Alchimie et révolution scientifique

Le chapitre six, dénommé « L’alchimie confrontée à la révolution scientifique », décrit la lente mutation qualitative de l’alchimie et traite d’abord de l’œuvre de Jean Beguin. Cet apothicaire, admirateur d’Hippocrate, de Galien et de Paracelse, avait des ambitions modestes. Il n’envisageait aucunement de créer une doctrine nouvelle, mais seulement de purifier les médicaments alors en usage, de les débarrasser de leur partie toxique par la chimie, définie comme l’« art qui enseigne à dissoudre les corps mixtes naturels, et les coaguler en étant dissous, pour faire des médicaments plus agréables, salubres et assurés ». Après Beguin, vient Étienne de Clave qui va valoriser les manipulations chimiques dans la découverte de la « Vérité », va remettre en cause Aristote, mais aussi Paracelse, en refusant la distinction entre principes actifs et passifs. Pour Clave, il y a cinq éléments fondamentaux : phlegme (ou eau), esprit (ou mercure), huile (ou soufre), sel et terre. Le feu n’en est plus un – comme dans la philosophie grecque – puisqu’il s’agit d’un « accident » ; l’air non plus, qui se contente de combler les pores vides des corps. Étienne de Clave fut persécuté par les autorités. En 1624, avec deux amis, il invita par voie d’affiches les Parisiens à une réunion « contre les dogmes d’Aristote, de Paracelse et des cabalistes ». Le Parlement déclara illégale la séance, dispersa le public, détruisit les thèses, expulsa ses auteurs de la ville de Paris et décréta leur interdiction d’enseigner dans les universités. Troisième grand nom dans ce chapitre : le flamand Jean-Baptiste Van Helmont, qui fut à l’origine d’une rénovation de l’alchimie. Médecin, il refusa les honneurs des cours d’Ernest de Bavière et de Rodolphe II pour s’adonner à la réflexion et à l’expérimentation. Il réfuta tout autant la physique d’Aristote que la médecine de Galien qu’il estima fondées sur des syllogismes.

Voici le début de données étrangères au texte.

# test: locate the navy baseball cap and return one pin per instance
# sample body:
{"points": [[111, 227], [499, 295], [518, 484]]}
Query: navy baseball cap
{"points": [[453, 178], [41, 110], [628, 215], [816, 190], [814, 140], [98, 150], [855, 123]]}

Il professa aussi que les secrets de la nature ne se découvrent que par le travail au feu du laboratoire… et par l’illumination divine ! Son œuvre eut un retentissement considérable quelques années après sa mort, notamment en Angleterre auprès de John Webster, Walter Charleston, Samuel Hartlib, George Starkey... Très probablement aussi sur Robert Boyle – qui a donné son nom à une loi des gaz – et même sur Isaac Newton : loin de la considérer comme un passe-temps, ce savant consacra à l’alchimie un million de mots, soit l’équivalent de 120 manuscrits !

À la fin du XVIIe siècle surviennent les « derniers éclats de la science alchimique » selon le titre du septième chapitre, où Bernard Joly expose les contributions de l’alchimie « à ce qu’il est convenu d’appeler la révolution scientifique » (p. 157). Il y cite des savants en effet prestigieux : Johann Joachim Becher, dont le nom est associé au verre le plus courant de nos laboratoires ; le philosophe Leibniz qui fut pendant l’hiver 1666-1667 le secrétaire d’une société d’alchimistes à Nuremberg ; Georg Ernst Stahl qui inventa le phlogistique, théorie à la charnière de la chimie et de l’alchimie...

Le tableau des affinités chimiques d’Étienne-François Geoffroy, paru en 1718, porta un coup sérieux à l’alchimie, la forçant à devenir chimie. Mais elle continuait à jouir encore d’un réel prestige auprès des savants, notamment de Paul-Jacques Malouin, auteur de plusieurs articles de l’Encyclopédie. Le coup de grâce viendra de la publication d’une nouvelle nomenclature en chimie par Lavoisier et ses amis, en 1787.

Comme le dit si justement Bernard Joly dans sa conclusion : « ceci n’est qu’une histoire de l’alchimie ». Nous pouvons ajouter que c’est une histoire réussie, qui fait comprendre au public intéressé les représentations mentales si complexes d’une partie des hommes d’autrefois qui ont fait notre science.